I myself mostly write original (I hope) work. But I have a copy-and-paste maladaptation of Shakespeare’s The Merchant of Venice http://chasbelov.wordpress.com/the-beginning-of-grammar-work-in-progress/. It’s not new, in the sense that I have done almost no rewriting of Shakespeare’s words, but it is new in the sense that, aside from perhaps half of it being new words, nobody would ever consider it the original play.
I’m planning my own take on Medea as well.
In my theatre-going, I have a strong preference for seeing newer work than older work. Thank goodness I live in the Bay Area, where such work is readily available. I just checked; I saw about 35 productions this year, and around 20 of them were three years old or less so far as I know.
I’ve been mulling this since that conversation first cropped up on Twitter, and been looking forward to this post.
Neither of us sees it as an either/or situation. But I’m not sure I agree with the premise that new plays aren’t already preferred, but that may be more an intuitive judgement than anything else. I need to 1) crunch numbers [that may be different between Washington and Toronto], and 2) be sure I understand your definition of “new play” because I recall you saying that you include “second productions” in that category (which I actually see as quite distinct and a more neglected category than either of these…)
I do indeed include second (and maybe third and fourth) productions in this category, on the assumption that the work continues to change during those initial introductions to the world. After that, it becomes more fixed.
But I look very much forward to your crunched numbers. If I had a data analyst, I’d have asked him/her to do the same for me already…
Also lacking a data analyst, over the holidays I’ll just try and sit down and just do a count based on the shows I’ve seen this past year for the Doras. How does this sound for categories?
1) Brand new works – wholly original
2) Brand new works – adaptations, translations, etc.
3) New-ish works (2nd, 3rd, 4th productions, etc. – essentially, the playwright is still involved)

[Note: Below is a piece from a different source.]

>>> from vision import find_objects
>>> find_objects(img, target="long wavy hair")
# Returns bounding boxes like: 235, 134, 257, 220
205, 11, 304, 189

4) Recent works from the past decade
5) Works that are more than ten years old – Canadian
6) Works that are more than ten years old – International
Those strike me as pretty close to the right categories. Good data broken down along those lines (in several different metropolitan areas) would teach us a LOT.
My only concern is the last category. Can’t international work also fall into categories one through four as well?
Those last two are where we start to move into the classic/canon category… and I’m distinguishing between the two just because our canon is relatively young, under-produced, and in need of meaningful new looks…it’s something different than doing Streetcar or Hamlet.